Asking for help brings us closer

One of the humbling aspects of being a single mom is that I cannot possibly do everything on my own.  I need a lot of help. Asking for help has always been hard for me though. I thought being strong meant I could do everything and carry the weight of the world on my shoulders.  That belief comes from a place of feeling like I had to prove myself to earn love and acceptance. But I have learned that asking for help is a way of loving ourselves, loving the other person, and allowing ourselves to be loved by others.

I truly believe the saying “It takes a village to raise children”.  I feel so blessed to have a village of friends and family that I can turn to when I need help.  They watch my girls for me when I have work events, appointments, and meetings. They are there when I need another adult to talk to or parenting advice.  Their husbands even watch my girls so the moms can go out and have time together. I truly don’t know what I would do without them.

But if I’m honest, I carry around some guilt about asking for so much help.  At times I feel selfish for receiving so much and not giving equally in return.  I feel like I owe something to the people who help me.

Over time I have come to realize that the help I receive is a gift from people who love me and care about me.  Dictionary.com defines ‘gift’ as ‘something given voluntarily without payment in return’.  My friends and family choose to help me because they want to. They don’t expect anything in return.

Giving a gift feels good to both the giver and the receiver.  By asking for help, we give others the chance to feel good about themselves.  And we get to feel good about receiving something from someone else, no strings attached.  It’s a win-win situation.

I have witnessed my self-worth growing just by asking for help.  When I start to feel guilty about asking my sister or a friend yet again to watch my girls, I remind myself that asking for help is an act of love.  I show that I love them by trusting them to be there for me; I allow them to show love by giving their help; and I love myself by asking for what I need to take care of myself.

For the first couple years after getting divorced, I was in a season where I needed a lot of help.  I had to adjust to a new way of life as a solo parent, and I constantly felt overwhelmed and exhausted.  My friends and family were my lifeline. I have so much gratitude for all they did for me, and I know God was working through them to carry me through that difficult time.  

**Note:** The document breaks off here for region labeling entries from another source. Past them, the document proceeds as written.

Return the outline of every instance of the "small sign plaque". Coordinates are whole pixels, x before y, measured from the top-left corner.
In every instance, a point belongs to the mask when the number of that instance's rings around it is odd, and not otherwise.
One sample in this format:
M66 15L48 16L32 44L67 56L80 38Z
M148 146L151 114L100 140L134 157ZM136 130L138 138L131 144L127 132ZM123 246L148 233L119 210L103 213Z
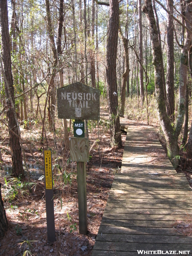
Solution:
M84 122L74 122L73 131L74 137L84 138Z
M51 154L50 150L45 150L45 188L52 189L52 175L51 167Z
M45 180L45 204L46 206L47 239L49 242L55 241L54 205L52 180L51 151L44 151L44 169Z
M74 83L57 90L58 118L99 119L100 91L81 83Z

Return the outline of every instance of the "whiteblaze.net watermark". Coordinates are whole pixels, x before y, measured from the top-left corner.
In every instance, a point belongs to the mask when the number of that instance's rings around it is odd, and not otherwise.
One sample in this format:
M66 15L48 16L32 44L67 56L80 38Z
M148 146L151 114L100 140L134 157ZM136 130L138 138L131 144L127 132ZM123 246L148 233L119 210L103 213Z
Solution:
M190 250L163 251L161 250L137 250L137 253L138 254L145 254L146 255L149 254L161 254L162 255L183 255L189 254L190 252Z

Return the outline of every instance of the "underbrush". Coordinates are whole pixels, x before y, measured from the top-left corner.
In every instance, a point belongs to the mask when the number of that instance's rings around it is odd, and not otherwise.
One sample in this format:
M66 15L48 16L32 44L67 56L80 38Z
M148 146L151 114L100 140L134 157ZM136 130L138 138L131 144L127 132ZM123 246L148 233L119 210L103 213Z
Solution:
M148 114L149 125L159 125L155 98L153 95L148 96ZM147 104L146 99L141 104L136 95L132 99L127 98L125 101L124 116L131 120L147 122Z

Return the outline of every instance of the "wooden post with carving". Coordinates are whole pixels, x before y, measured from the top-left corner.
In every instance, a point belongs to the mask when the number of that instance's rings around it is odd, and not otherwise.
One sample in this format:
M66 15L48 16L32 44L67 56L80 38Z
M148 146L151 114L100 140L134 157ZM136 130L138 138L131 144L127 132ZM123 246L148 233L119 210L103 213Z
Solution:
M70 146L71 159L77 162L79 233L86 235L87 233L87 212L85 163L89 159L89 139L72 137L70 138Z

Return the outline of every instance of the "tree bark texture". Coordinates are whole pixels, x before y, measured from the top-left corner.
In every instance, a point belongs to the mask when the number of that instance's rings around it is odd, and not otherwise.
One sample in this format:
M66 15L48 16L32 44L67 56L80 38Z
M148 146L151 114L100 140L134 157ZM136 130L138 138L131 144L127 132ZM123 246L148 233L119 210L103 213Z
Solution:
M151 0L145 0L145 6L143 11L146 14L149 25L149 31L153 50L153 64L154 68L155 86L156 100L159 119L166 140L168 155L174 167L178 163L177 156L179 154L178 139L183 123L185 113L186 91L187 81L188 65L188 52L190 47L192 34L188 30L184 44L181 51L180 60L180 80L179 86L179 99L175 125L173 128L170 119L166 113L164 98L163 86L162 80L160 47L158 40L158 33ZM191 0L186 1L186 8L185 15L186 26L189 29L192 21L192 3Z
M119 26L119 30L120 37L122 40L124 48L125 66L125 72L122 74L122 88L121 95L121 106L119 111L120 116L123 116L125 113L125 103L126 83L126 82L127 82L127 78L129 74L130 71L129 52L128 50L128 39L123 36L120 26Z
M156 10L156 8L155 7L155 0L153 0L153 8L154 12L155 14L155 19L156 19L156 24L157 24L157 32L158 32L159 42L159 44L160 45L160 50L161 52L161 55L162 55L161 61L161 66L162 66L162 79L163 79L163 90L164 90L164 95L165 95L165 99L166 101L166 104L167 94L166 94L166 81L165 81L165 71L164 71L164 67L163 67L163 59L162 48L161 47L161 33L160 33L160 29L159 27L159 20L158 19L157 13L157 10Z
M118 115L118 99L116 77L116 56L119 29L119 2L110 0L108 41L107 46L106 76L111 120L110 144L121 146L119 117Z
M6 98L6 114L8 119L8 125L9 128L16 134L19 135L17 122L15 117L11 101L9 99L9 93L7 88L7 87L9 88L9 91L12 100L15 105L14 89L12 72L6 0L0 1L0 22L1 29L1 47L4 70L5 75L8 83L7 86L5 86ZM15 177L19 177L20 175L24 176L21 148L19 139L10 131L9 131L9 143L12 157L13 174Z
M173 0L167 0L167 9L173 13ZM174 96L174 29L173 18L167 13L167 113L171 121L175 120Z
M187 84L186 90L186 98L185 99L185 119L184 121L183 136L182 144L184 145L187 141L188 136L188 122L189 122L189 89Z
M1 183L0 183L0 237L3 236L8 228L8 223L4 209L3 201L1 196Z
M153 63L154 69L154 83L158 117L165 135L168 149L168 156L173 164L177 165L175 157L178 154L179 150L177 140L173 139L171 136L173 128L166 112L164 92L162 78L162 67L161 48L160 45L158 32L153 13L151 0L145 0L145 6L143 11L145 12L148 20L149 31L153 50Z
M142 15L141 12L141 0L139 0L139 57L141 64L140 63L140 96L142 103L144 101L145 95L143 84L143 31L142 31Z
M91 18L91 42L92 45L91 52L91 76L92 87L96 88L96 81L95 79L95 0L92 0L92 18Z

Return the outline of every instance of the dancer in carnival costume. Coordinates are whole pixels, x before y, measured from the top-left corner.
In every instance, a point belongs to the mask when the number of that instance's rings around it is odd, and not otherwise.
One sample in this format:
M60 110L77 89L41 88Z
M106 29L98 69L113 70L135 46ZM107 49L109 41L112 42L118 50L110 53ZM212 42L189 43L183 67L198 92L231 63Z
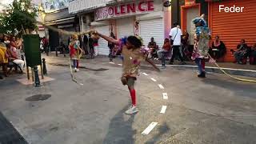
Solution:
M192 54L192 60L194 60L198 66L198 78L206 78L206 58L208 58L209 40L210 38L210 30L206 22L204 20L204 14L193 19L195 25L194 46Z
M78 60L82 55L82 50L80 48L80 43L78 35L73 35L71 42L70 43L70 58L73 60L73 66L74 67L74 72L79 71L79 62Z
M124 86L127 85L130 90L132 106L126 111L127 114L132 114L138 112L136 106L136 92L134 89L134 82L138 75L140 63L143 61L148 62L157 70L159 69L147 58L148 51L142 48L142 39L138 36L129 36L128 38L116 40L113 38L94 32L94 34L102 37L105 40L118 46L118 52L122 54L122 74L121 81Z

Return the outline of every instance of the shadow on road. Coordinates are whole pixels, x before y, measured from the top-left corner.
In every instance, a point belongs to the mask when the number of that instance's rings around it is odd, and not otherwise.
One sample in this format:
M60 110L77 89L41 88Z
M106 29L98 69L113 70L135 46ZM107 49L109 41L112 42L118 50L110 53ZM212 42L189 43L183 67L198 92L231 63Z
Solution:
M124 107L111 119L103 144L134 143L134 134L136 134L136 130L133 130L132 124L135 115L125 115L124 112L127 108L128 106Z
M255 85L251 82L243 82L241 81L229 81L221 79L220 78L207 78L203 80L206 84L214 85L218 87L225 88L232 91L235 91L238 94L244 95L244 92L256 92ZM249 94L250 95L250 94ZM255 95L251 95L255 98Z
M162 125L158 129L158 133L157 134L155 134L152 138L150 138L150 140L148 140L146 142L145 142L145 144L154 144L154 143L157 143L157 142L158 142L161 138L161 137L166 134L168 131L170 130L170 129L169 128L169 126L167 126L166 123L164 123L163 125Z

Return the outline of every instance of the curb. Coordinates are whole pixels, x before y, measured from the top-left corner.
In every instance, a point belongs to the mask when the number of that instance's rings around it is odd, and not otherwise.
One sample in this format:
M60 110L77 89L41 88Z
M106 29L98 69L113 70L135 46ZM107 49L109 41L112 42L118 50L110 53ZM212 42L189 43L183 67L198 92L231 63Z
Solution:
M157 65L157 66L161 66L162 65ZM182 70L187 69L187 70L198 70L198 66L192 66L192 65L166 65L166 67L173 67L173 68L182 69ZM240 75L240 76L256 78L256 70L232 69L232 68L224 68L224 67L222 69L226 73L231 75ZM212 66L206 66L206 71L211 72L211 73L223 74L218 67L212 67Z

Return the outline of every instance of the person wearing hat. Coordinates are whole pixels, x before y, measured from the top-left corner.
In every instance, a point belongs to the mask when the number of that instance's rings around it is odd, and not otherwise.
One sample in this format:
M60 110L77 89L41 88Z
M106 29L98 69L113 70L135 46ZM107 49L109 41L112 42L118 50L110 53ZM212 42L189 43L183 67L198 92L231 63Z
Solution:
M79 71L79 62L78 60L82 55L82 50L80 48L80 43L78 35L73 35L71 42L70 43L70 58L73 60L73 66L74 67L74 72Z
M210 30L204 14L192 20L195 25L194 45L191 59L195 61L198 66L198 78L206 78L205 59L208 58Z
M142 38L139 36L129 36L128 38L116 40L111 37L99 34L97 31L94 33L103 39L118 46L118 51L122 56L122 74L121 81L124 86L128 86L132 101L132 105L130 108L126 111L126 114L132 114L138 112L136 106L134 82L138 75L140 64L142 62L146 61L151 64L153 67L159 70L153 62L147 58L148 51L142 48L143 43Z

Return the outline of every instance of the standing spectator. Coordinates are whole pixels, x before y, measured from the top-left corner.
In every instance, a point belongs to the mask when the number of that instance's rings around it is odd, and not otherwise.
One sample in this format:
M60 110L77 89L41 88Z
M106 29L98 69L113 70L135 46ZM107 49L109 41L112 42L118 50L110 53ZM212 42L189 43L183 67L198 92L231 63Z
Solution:
M190 60L191 58L192 51L189 49L189 33L185 30L182 38L182 53L183 58L186 60Z
M18 46L16 43L15 37L12 37L11 41L10 42L9 47L9 59L11 60L14 63L17 64L22 70L21 73L23 73L23 69L25 67L25 62L22 60L22 58L18 55L18 52L17 51L17 47ZM16 70L17 71L18 70Z
M69 46L70 58L73 60L73 65L74 67L74 72L79 71L79 62L82 56L82 50L80 48L80 43L78 35L74 35L72 37L71 42Z
M40 51L41 53L43 52L43 39L41 38L41 41L40 41Z
M166 68L166 58L165 55L168 54L170 50L171 46L170 40L168 38L165 39L162 49L158 51L158 58L162 59L162 66Z
M210 54L216 59L222 58L226 52L226 46L220 40L219 36L215 37L215 40L212 42L212 47L210 50Z
M147 45L147 47L150 49L150 54L151 55L152 58L157 58L158 46L157 43L154 42L153 37L151 38L150 42Z
M113 32L111 32L110 37L113 38L114 39L115 39L115 36ZM113 53L114 53L114 49L115 45L114 45L114 43L112 43L111 42L108 42L107 46L110 48L110 54L109 54L110 61L113 62L113 55L114 55Z
M46 53L46 55L49 56L49 41L46 37L43 37L43 49Z
M17 47L16 47L17 57L18 59L22 59L22 39L17 38L16 45L17 45Z
M88 37L87 35L84 35L82 38L83 42L83 50L85 50L85 54L88 54Z
M10 41L9 41L7 35L5 35L3 37L3 40L4 40L3 42L6 44L6 47L7 47L10 44Z
M174 23L174 26L175 27L174 27L170 30L170 34L169 34L170 38L171 39L171 42L172 42L171 43L173 43L173 55L170 60L169 64L173 65L174 58L177 56L179 57L182 64L186 64L186 62L183 61L182 55L180 52L182 32L181 29L178 28L177 22Z
M89 34L88 43L89 43L90 58L94 58L94 39L91 38L91 34Z
M6 54L6 46L3 43L3 41L1 41L0 43L0 64L2 65L3 74L7 77L7 64L8 64L8 56ZM0 79L3 78L0 75Z
M242 59L244 58L247 58L250 52L250 47L248 47L245 39L241 39L240 44L238 45L237 49L238 50L234 53L234 56L235 58L234 62L243 64ZM234 52L233 50L231 50L231 51Z
M250 63L251 65L256 65L256 43L253 45L250 54Z

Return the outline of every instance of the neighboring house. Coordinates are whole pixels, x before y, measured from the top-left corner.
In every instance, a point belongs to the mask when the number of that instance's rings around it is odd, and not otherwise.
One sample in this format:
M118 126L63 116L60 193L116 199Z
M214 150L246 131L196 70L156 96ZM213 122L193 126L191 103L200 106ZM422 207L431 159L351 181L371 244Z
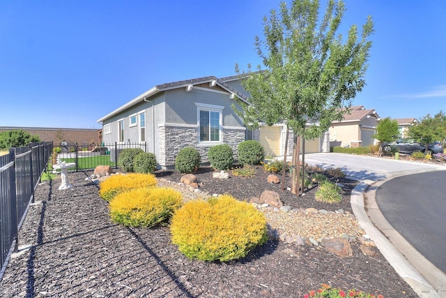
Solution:
M379 116L373 109L362 105L351 107L341 121L333 121L329 129L330 146L367 147L378 141L372 137L376 133Z
M156 85L98 120L105 144L146 142L159 165L171 167L180 149L190 146L206 162L212 146L227 144L237 158L237 146L246 140L242 119L231 108L245 95L214 76Z
M407 137L407 133L409 127L418 123L415 118L399 118L395 119L398 122L398 128L399 129L400 137Z

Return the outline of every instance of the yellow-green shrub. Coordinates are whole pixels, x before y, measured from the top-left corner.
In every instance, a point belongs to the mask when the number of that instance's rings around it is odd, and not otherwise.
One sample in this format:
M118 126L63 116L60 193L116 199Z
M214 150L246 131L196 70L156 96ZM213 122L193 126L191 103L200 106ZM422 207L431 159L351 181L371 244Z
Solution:
M106 201L111 201L123 191L156 185L156 178L151 174L130 173L109 177L99 184L99 195Z
M189 201L174 214L170 230L181 253L205 261L243 258L267 240L263 214L228 195Z
M181 193L172 188L136 188L110 202L110 217L126 226L151 228L169 218L182 200Z

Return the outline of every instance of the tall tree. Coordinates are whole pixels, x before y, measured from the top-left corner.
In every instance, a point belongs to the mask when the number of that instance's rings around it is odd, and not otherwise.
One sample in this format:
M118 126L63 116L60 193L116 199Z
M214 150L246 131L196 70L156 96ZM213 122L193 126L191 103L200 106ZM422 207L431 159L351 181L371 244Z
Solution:
M295 0L290 6L282 2L279 13L272 10L263 17L264 40L255 37L255 47L263 61L244 78L251 106L241 103L239 114L251 128L259 121L271 126L284 123L295 135L312 140L320 137L334 120L341 120L345 109L365 84L364 74L371 42L373 23L369 17L360 38L352 25L346 40L337 33L346 10L342 1L330 0L318 22L319 1ZM295 151L291 188L299 193L299 140Z
M376 126L376 134L372 137L380 142L379 156L383 155L383 146L385 142L390 143L397 140L399 135L399 128L397 120L392 120L390 118L385 118L381 120Z
M444 140L446 136L446 114L443 111L433 117L428 114L420 119L418 124L409 127L408 135L416 142L424 144L427 150L431 142Z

While I am still a solo parent and I still need help, I am in a much different place now.  My girls and I have settled into our way of life as a family of three, and we have so much more peace and freedom.  I am in a new season of life, one where I can pay forward the love my friends and family bestowed on me. God has shown me that I am worthy and  is leading me to share His love, mercy, and grace with others.

I can take a long time to learn things, and sometimes God has to do things in a big way for me to hear what he is saying.  I think this past weekend was one of those times. My girls and I had the opportunity to pay the love forward by helping four different people all in the same weekend.  It was our turn to give back to the same friends who helped us so many times. We watched a fish, fed a dog, took care of chickens, watered plants, checked mail, and watched my friend’s girls.  

I didn’t do any of this because I felt like I should, like I had to pay someone back.  I did it because I wanted to and it felt good to be able to help others.  It was also a great opportunity for my girls to do the same.  Taking care of the animals brought them such great joy, and we had fun making our rounds to the different houses together as a family.

Seasons of life change.  Sometimes we find ourselves in a place of scarcity and need more help.  Other times we feel like we have an abundance are able to do more to help others.  Asking for help is not a sign of weakness. It is a sign of strength and acceptance that we are not meant to do this journey of life alone.